Mi María Elena y Luis se casaron en 1935, antes de acabar la carrera y se titularon con honores en 1936. Durante el gobierno del magnánimo General Cárdenas. María Reina y María Cristina se casaron años después con Carlos Dorantes y Manuel Hernández, respectivamente. María Reina tuvo dos hijos. René y Carlos. René fue un hombre particularmente hermoso, pero tuvo un trágico accidente y murió muy joven. Nunca tuvo hijos. María Cristina tuvo dos hijas: Cristina y Eleonora. Mis tres hijas se quisieron mucho, desde pequeñas y vieron por sus hermanas. Se mantuvieron juntas en vida. Todas vieron por su madre, pero mi María Elena siempre fue mi apoyo y mí paño de lágrimas. Dios sabe que desde pequeña fue la más cercana a mí, pues tenía esa gran capacidad de querer y de ser solidaria.
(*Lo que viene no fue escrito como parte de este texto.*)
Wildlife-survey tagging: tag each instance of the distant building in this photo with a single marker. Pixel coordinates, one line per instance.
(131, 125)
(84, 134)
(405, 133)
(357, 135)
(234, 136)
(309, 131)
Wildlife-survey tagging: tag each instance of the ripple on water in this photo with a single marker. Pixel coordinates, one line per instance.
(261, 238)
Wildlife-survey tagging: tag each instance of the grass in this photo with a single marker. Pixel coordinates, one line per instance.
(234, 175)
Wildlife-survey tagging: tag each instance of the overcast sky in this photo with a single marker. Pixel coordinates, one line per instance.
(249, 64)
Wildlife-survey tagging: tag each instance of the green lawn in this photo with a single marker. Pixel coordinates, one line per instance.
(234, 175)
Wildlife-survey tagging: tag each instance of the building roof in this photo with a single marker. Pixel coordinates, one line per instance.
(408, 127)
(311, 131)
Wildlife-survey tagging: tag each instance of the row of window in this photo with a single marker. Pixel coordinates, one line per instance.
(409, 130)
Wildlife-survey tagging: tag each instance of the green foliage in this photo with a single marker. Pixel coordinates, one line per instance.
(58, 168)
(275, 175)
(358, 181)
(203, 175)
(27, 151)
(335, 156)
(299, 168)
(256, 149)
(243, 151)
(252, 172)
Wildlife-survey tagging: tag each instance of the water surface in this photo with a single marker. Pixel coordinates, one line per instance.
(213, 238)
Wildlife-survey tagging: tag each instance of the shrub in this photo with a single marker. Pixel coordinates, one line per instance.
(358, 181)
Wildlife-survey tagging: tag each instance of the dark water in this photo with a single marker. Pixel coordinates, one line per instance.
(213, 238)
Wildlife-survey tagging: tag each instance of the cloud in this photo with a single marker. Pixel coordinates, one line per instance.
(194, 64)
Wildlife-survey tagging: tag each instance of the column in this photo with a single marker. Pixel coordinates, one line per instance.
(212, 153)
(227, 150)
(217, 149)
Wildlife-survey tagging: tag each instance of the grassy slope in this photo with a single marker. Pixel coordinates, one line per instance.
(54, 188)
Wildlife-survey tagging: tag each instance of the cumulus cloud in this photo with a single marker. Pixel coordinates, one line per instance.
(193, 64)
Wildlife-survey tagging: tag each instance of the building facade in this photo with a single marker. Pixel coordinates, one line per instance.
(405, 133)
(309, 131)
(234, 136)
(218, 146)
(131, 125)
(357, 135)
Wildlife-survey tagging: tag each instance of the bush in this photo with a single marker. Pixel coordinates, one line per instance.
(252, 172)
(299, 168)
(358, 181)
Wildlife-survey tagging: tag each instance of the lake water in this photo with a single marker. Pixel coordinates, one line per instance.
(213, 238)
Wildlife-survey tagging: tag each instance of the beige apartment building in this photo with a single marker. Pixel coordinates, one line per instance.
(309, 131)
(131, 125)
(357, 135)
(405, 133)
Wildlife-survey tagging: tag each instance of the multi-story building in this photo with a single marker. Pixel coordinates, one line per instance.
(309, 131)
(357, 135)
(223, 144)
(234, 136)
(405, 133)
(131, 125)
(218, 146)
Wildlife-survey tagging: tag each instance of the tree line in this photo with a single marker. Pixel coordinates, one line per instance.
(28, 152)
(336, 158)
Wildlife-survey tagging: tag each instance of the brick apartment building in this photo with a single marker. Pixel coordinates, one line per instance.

Un año después de titulados, se fueron juntos a Chihuahua, pues Luis tenía el firme propósito de corresponder a los esfuerzos que su gente hizo para enviarlo a estudiar a la Ciudad de México. Para entonces ya había nacido Luisito, su primer hijo. Se fueron a vivir un tiempo a Chihuahua, pues el gobierno decidió que sería más lo que podría hacer en el ámbito rural pasaron muchas penurias. Con ellos iba Luisito, pequeño y débil. Pocos meses duraron allá, pues los comisionaron a Morelia y emprendieron el viaje con el hijo pequeño y sus pocas pertenencias. Allá trabajaron un tiempo en una escuela para hijos de refugiados españoles. Corría el 37, año de preguerra. Tenían gran cariño por su escuela, que no era más que dos cuartos mal acondicionados y sus niños. Hacían lo que estuviera en sus manos por sacarlos adelante, para transmitirles conocimientos e ideales. Los problemas de la pequeña comunidad eran muchos y solo Dios sabe que tuvieron que sufrir mil injusticias y atropellos, cuando sacaron la cara por defender a compañeros educadores, cocineras o peones. Después de una innumerable cantidad de incidentes, decidieron comisionarlos al Distrito Federal, pero no en zona céntrica, sino en San Martín de las Pirámides. Yo suspiré aliviada al conocer de ese movimiento, pues aunque significaba un gran sacrifico para ellos, al menos los tendría en la ciudad, cerca de nosotros.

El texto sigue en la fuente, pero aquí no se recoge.